Houndfish, Tylosurus cocrodilus
The Houndfish, Tylosurus crocodilus, whose common Spanish name is agujón lisero, is the largest member in the family Belonidae, the Needlefishes, known as agujónes in Mexico. It is also known as the Crocodile Needlefish and the Giant Mexican Needlefish. Globally, there are only six species in the genus Tylosurus, of which three are found in Mexican waters, two in both the Atlantic and the Pacific and one in just the Pacific. This is one of the few species found in Mexican waters of both oceans.
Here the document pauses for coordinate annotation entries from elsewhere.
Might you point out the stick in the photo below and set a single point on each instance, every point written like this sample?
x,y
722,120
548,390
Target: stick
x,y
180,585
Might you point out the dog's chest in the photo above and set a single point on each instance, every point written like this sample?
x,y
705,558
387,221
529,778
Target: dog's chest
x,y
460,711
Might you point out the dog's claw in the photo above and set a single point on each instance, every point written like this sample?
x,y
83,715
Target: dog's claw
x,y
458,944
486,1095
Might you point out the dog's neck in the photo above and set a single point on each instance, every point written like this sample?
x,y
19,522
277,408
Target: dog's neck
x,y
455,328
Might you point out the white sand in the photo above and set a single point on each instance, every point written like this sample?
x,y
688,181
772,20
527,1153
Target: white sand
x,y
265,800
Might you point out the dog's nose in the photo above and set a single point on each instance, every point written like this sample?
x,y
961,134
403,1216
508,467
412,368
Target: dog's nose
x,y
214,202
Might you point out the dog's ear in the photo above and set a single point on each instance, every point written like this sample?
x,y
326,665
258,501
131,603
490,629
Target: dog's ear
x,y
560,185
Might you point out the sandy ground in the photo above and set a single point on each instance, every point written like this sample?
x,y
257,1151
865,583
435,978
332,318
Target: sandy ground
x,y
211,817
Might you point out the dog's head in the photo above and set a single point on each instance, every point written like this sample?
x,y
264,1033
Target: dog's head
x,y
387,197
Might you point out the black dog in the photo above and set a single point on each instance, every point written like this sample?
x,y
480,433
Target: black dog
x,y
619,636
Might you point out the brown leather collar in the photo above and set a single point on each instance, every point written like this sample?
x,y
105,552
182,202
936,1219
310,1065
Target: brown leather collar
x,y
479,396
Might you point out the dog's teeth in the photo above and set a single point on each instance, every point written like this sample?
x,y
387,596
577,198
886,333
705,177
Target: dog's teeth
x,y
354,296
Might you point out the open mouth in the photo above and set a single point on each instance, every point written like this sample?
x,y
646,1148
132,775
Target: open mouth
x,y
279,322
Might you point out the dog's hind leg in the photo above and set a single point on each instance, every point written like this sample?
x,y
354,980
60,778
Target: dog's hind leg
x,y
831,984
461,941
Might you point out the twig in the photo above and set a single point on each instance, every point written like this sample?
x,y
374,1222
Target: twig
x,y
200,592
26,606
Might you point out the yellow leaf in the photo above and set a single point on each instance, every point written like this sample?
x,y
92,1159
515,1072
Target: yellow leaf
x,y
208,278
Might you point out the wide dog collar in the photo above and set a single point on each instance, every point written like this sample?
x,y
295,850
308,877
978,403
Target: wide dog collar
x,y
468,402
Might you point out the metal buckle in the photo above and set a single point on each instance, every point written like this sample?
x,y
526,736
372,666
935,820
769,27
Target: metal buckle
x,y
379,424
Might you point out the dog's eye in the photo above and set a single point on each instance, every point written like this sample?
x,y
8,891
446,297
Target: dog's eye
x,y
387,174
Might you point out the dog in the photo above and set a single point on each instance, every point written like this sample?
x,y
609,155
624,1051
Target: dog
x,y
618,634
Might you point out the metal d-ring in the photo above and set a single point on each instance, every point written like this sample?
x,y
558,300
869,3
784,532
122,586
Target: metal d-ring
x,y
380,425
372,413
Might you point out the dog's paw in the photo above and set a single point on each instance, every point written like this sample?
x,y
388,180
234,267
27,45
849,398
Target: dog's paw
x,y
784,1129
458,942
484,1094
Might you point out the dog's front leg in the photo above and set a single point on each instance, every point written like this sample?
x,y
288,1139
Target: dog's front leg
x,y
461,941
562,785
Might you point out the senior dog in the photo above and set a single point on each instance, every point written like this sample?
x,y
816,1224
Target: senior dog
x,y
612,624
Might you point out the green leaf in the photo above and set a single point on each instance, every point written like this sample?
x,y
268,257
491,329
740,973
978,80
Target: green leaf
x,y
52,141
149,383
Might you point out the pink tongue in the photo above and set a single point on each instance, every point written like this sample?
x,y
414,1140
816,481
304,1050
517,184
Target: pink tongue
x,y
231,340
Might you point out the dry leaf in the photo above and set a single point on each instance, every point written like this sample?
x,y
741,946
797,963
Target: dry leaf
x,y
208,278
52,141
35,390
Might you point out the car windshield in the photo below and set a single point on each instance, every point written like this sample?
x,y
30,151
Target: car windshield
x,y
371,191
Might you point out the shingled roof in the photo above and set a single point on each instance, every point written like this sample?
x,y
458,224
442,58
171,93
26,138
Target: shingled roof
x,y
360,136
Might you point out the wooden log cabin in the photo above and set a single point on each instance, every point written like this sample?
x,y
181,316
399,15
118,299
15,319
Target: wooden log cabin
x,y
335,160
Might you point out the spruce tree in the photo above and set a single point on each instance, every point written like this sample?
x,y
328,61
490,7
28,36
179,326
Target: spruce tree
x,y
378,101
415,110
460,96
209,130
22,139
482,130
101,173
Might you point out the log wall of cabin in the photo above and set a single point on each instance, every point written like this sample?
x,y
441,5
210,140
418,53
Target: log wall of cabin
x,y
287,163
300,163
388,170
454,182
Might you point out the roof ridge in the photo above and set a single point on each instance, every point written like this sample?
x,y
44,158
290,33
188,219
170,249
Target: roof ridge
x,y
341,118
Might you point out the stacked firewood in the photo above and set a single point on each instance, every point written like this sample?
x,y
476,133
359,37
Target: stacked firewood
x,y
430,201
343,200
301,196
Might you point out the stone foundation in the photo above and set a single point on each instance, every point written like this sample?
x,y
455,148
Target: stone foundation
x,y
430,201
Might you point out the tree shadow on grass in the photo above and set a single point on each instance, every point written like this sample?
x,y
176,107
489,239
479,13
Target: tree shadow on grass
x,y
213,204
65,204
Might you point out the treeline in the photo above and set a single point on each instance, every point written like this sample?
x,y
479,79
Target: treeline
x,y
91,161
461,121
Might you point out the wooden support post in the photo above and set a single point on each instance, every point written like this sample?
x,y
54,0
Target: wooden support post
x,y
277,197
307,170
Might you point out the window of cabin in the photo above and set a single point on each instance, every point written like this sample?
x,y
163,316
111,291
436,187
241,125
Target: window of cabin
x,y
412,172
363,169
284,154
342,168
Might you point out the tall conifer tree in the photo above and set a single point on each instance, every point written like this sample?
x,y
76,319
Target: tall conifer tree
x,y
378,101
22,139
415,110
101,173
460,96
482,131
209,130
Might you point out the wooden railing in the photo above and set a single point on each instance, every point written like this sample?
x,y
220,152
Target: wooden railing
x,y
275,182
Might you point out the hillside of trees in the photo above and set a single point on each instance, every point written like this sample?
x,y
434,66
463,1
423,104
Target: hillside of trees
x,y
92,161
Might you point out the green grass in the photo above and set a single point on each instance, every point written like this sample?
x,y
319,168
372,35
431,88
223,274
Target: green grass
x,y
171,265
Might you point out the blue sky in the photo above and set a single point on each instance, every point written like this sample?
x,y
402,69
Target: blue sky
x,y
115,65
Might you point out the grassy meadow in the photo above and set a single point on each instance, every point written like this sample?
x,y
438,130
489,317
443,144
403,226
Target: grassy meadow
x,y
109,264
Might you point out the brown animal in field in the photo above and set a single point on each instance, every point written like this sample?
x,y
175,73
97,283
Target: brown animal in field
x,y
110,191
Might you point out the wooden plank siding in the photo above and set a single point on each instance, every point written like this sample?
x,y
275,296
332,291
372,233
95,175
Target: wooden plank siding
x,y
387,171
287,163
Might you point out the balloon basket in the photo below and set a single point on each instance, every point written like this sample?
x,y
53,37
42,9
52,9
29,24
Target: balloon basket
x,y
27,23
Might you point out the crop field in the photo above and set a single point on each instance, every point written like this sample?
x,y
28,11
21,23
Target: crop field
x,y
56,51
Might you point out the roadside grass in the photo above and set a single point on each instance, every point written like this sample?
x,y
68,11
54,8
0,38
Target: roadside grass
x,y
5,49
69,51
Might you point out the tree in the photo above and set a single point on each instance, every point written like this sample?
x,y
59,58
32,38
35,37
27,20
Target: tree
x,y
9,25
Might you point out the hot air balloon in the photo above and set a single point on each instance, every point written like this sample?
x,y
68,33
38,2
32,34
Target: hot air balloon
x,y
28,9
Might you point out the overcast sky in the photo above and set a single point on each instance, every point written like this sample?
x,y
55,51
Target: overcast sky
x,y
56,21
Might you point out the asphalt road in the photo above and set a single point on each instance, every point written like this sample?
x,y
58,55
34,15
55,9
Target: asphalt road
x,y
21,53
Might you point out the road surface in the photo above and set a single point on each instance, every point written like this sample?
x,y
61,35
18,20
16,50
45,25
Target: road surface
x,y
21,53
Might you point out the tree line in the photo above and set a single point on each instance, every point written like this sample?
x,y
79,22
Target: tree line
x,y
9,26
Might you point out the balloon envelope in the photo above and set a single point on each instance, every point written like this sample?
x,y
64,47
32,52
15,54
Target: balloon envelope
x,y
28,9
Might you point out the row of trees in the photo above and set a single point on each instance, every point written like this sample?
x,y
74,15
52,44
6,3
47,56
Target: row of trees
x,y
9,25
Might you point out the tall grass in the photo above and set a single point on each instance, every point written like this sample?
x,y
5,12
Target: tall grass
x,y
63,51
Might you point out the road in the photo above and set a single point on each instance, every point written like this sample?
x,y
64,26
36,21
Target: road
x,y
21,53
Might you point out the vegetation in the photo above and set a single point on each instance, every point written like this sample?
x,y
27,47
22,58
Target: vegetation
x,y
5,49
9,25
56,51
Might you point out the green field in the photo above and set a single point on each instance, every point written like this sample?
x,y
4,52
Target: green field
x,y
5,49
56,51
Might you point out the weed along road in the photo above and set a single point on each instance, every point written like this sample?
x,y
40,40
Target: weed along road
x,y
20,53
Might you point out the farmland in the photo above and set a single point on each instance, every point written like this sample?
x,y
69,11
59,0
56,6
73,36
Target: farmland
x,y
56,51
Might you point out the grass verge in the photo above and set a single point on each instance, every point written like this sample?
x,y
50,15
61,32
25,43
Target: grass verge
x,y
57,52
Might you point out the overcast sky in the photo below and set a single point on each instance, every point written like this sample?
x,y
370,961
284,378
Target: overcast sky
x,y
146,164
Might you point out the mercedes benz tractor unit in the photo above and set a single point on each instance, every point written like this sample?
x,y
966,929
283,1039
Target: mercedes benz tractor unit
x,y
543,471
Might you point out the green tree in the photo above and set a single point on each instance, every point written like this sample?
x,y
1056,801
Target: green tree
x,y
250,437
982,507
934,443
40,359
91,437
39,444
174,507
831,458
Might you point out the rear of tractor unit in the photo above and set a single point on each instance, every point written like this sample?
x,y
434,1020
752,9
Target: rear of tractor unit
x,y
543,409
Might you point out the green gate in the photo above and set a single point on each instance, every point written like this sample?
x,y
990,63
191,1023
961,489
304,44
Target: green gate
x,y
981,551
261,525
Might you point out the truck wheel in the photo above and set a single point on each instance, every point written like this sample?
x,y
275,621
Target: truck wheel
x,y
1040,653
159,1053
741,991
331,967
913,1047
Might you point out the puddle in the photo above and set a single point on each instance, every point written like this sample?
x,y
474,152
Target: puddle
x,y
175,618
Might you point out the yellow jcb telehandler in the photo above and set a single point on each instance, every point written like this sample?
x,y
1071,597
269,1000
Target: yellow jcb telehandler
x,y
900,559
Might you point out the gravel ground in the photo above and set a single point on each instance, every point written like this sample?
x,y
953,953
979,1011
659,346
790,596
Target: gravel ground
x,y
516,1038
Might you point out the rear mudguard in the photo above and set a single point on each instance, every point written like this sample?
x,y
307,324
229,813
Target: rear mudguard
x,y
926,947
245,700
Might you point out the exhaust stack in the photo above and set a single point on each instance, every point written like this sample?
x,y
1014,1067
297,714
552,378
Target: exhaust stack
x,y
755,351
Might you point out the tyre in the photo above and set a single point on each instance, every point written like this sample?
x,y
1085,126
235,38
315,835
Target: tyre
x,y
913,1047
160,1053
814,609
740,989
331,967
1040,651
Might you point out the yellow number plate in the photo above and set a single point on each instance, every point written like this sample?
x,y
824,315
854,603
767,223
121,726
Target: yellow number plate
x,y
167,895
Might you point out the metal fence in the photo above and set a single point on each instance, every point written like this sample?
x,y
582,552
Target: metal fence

The Houndfish have slender elongated rounded bodies with a dark blue-green upper body, silvery sides, and a white belly. They have large eyes and their beaks are stout, straight, of modest equal lengths (16-18% of standard length), and equipped with many very large, long, and pointed teeth. Their caudal fin is lunate with the lower lobe being much longer than the upper lobe. Their pectoral and pelvic fins are relatively long.
The Houndfish are an oceanic pelagic fish found in the first ten feet of the water column. They reach a maximum length of 162 cm (64 inches) and a maximum girth of 41 cm (16 inch), as documented by a fish that was caught off the beach near La Paz by Neil Kelly. They travel in large massive schools showing up in a chum line and can be taken as a by-catch on live bait. They are finicky eaters that like to play with their food and are difficult to hook. They are more inshore than other Needlefish; if you catch a Needlefish off the beach it will most likely be this species. They are found in all Mexican waters of the Pacific, with the exception of waters north of Cedros Island along the west coast of Baja. They are a poorly studied species and very little is known about their behavioral patterns.
The Houndfish can be easily confused with the California Needlefish, Strongylura exilis (yellow eyes and fins, thin body profile) and the Pacific Agujón, Tylosurus pacificus (long up-curved beak, forked caudal fin, short pectoral fins).
The Houndfish are viewed by locals as a pest with “too many bones” to be utilized for food. They are either a “catch and release” or retained for use as cut bait for bottom fishing. When hooked they become acrobatic, making spectacular jumps while bending themselves into complete circles, and make mad, short dashes. They are excellent bait stealers inflicting major damage to and weakening monofilament lines with their enormous teeth.